- Map of Kansas with I-135 highlighted in red

Route information
- Auxiliary route of I-35
- Maintained by KDOT
- Length: 95.738 mi (154.075 km)
- Existed: September 13, 1976–present
- NHS: Entire route

Major junctions
- South end: I-35 / Kansas Turnpike in Wichita
- US-81 in Wichita; I-235 in Wichita; K-15 in Wichita; US-54 / US-400 in Wichita; I-235 / K-96 / K-254 in Wichita; US-50 / K-15 in Newton; K-61 / US 81 Bus. by McPherson; US-56 / US 81 Bus. in McPherson; K-4 near Lindsborg;
- North end: I-70 / US-40 / US-81 in Salina

Location
- Country: United States
- State: Kansas
- Counties: Sedgwick, Harvey, McPherson, Saline

Highway system
- Interstate Highway System; Main; Auxiliary; Suffixed; Business; Future; Kansas State Highway System; Interstate; US; State; Spurs;
| ← K-134 |  | → K-136 |

= Interstate 135 =

Highway in Kansas

Interstate 135 (I-135) is an approximately 95.7 mi auxiliary Interstate Highway in central and south-central Kansas, United States.

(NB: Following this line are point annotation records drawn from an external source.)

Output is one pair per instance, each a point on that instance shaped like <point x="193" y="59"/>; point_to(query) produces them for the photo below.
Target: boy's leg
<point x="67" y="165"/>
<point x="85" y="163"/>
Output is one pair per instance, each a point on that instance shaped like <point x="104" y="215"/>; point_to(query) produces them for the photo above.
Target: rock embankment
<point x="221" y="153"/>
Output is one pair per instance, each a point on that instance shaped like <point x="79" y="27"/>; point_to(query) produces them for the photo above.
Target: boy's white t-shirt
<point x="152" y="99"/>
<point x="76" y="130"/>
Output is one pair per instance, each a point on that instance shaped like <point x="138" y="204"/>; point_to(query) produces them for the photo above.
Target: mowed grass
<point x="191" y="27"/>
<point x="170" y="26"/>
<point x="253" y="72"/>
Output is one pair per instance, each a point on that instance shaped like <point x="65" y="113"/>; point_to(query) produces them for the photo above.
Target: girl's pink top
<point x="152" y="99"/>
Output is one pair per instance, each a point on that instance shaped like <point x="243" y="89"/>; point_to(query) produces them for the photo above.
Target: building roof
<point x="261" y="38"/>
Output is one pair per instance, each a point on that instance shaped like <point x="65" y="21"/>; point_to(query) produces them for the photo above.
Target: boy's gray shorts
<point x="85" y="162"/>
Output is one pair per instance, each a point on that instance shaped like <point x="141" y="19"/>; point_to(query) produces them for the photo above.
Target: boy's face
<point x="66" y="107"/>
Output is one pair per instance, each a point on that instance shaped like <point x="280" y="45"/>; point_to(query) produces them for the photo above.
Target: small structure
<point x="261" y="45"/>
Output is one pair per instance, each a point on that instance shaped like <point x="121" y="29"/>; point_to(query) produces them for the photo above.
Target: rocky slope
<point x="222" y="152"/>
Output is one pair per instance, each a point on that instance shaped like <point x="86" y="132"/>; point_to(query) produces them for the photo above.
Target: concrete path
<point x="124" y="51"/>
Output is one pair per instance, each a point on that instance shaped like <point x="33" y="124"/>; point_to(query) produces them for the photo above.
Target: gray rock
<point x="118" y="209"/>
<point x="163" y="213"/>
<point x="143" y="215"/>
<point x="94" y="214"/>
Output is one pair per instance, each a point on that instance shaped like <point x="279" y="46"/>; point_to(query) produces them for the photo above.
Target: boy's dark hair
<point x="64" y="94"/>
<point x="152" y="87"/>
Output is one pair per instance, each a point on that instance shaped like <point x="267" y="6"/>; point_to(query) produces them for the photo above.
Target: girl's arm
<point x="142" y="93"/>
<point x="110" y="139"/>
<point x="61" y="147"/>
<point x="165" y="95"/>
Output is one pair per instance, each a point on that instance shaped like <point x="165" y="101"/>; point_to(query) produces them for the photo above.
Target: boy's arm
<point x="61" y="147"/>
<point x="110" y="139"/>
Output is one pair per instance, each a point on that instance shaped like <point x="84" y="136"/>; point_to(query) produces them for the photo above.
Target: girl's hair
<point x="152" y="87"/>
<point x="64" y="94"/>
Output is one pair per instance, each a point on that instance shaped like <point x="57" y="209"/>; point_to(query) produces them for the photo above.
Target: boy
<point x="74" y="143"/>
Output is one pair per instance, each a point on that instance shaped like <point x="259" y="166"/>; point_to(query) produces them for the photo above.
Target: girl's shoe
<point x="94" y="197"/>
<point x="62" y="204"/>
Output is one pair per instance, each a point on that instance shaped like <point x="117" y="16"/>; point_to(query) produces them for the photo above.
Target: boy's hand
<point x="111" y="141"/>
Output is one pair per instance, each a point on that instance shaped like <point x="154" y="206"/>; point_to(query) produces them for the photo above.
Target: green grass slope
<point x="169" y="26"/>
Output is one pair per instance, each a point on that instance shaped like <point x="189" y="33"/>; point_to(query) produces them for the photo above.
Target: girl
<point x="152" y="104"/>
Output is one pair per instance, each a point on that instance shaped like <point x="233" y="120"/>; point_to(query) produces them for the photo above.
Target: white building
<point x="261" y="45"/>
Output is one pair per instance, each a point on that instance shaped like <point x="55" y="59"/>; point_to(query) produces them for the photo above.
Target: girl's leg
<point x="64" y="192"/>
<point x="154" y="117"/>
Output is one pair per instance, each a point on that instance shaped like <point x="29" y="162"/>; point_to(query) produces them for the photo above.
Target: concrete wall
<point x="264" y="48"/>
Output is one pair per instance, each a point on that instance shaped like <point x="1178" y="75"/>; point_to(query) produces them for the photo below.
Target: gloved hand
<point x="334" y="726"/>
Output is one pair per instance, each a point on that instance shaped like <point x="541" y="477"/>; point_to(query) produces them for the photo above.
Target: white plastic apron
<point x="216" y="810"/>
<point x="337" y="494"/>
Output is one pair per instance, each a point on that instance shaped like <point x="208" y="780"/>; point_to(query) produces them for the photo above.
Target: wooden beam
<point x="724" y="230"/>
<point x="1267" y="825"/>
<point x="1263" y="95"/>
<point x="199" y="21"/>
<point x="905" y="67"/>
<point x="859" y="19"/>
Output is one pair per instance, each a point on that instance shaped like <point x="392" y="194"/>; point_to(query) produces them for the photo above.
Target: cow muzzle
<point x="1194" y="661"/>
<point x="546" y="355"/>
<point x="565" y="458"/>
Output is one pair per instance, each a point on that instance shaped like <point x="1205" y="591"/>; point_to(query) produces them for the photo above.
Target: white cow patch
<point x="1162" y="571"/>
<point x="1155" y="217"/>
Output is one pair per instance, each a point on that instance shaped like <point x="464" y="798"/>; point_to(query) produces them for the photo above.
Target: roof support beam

I-135, which is signed as north-south, runs between I-35 and the Kansas Turnpike in Wichita north to I-70, U.S. Highway 40 (US-40), and US-81 in Salina. Except for the first 0.46 mi, I-135 overlaps US-81 for almost its entire length. The route also runs through the cities of McPherson, Newton, and Park City.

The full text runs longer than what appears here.